Another area that is suspect but can be cleaned up this season is the hands. It is not that Edwards suffers loads of drops, because he does not. Instead, it is the little things like letting the ball get into his body or mistiming jumps that make him seem like he’s Hands from Little Giants.

The last little bit that I noticed from the film was out of his control. There just are not a ton of opportunities to see how he thrives in contested catch situations. Most of this is due to poor quarterback play from a guy that puts his receivers in difficult situations but also lacks the confidence to throw those 50-50 balls. Contested catches is an area where Bryan Edwards can thrive and I hope to see more of those opportunities for him in the upcoming season.


Reviewing the film on Bryan Edwards, it makes sense why he went back to school. He is going to drop a bit due to the loaded 2020 NFL Draft receiving group, but he will show that he is a complete receiver this upcoming season. A tough SEC schedule, featuring the Alabama Crimson Tide in the Gamecocks’ third game, will test Edwards early and often. His performance in the games against Alabama, Georgia and Clemson will significantly impact his draft stock.
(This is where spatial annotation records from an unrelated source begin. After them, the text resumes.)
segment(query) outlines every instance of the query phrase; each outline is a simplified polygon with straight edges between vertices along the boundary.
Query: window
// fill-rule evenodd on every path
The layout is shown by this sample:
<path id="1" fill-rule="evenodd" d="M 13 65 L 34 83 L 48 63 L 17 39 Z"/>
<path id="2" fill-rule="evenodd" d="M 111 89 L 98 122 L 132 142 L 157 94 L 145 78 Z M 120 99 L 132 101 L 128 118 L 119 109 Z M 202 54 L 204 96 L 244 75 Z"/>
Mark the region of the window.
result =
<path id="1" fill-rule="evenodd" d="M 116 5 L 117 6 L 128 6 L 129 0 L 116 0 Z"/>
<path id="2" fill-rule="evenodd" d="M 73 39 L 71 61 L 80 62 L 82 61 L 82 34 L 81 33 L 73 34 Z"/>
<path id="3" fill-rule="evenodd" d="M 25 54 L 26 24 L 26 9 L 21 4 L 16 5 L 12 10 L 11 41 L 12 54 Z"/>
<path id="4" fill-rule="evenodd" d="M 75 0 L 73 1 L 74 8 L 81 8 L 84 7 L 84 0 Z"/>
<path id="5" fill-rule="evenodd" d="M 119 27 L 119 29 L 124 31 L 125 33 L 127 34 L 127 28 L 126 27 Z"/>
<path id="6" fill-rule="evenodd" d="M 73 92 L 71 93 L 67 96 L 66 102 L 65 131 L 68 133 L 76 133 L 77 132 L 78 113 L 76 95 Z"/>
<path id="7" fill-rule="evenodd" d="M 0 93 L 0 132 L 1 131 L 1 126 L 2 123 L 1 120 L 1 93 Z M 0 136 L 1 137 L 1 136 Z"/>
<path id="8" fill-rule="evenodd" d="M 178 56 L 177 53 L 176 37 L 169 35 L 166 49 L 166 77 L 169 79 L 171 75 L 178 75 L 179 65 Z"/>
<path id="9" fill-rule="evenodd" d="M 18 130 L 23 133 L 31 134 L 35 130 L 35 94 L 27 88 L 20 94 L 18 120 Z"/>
It would be great to see Edwards benefit from improved quarterback play, but that won’t be the case with Jake Bentley under center. His game should grow into a more prominent role now that he is the clear cut top option. Edwards gives off vibes of Anquan Boldin – making up for a lack of top-end athleticism with physicality and competitiveness. Right now, mostly due to the other players in the class, Edwards is a day two pick. But with strong performances against the best competition in college football, Edwards’ stock has incredible upside. It should be an exciting season for Bryan Edwards and the Gamecocks in South Carolina and his senior season needs to be his best one yet.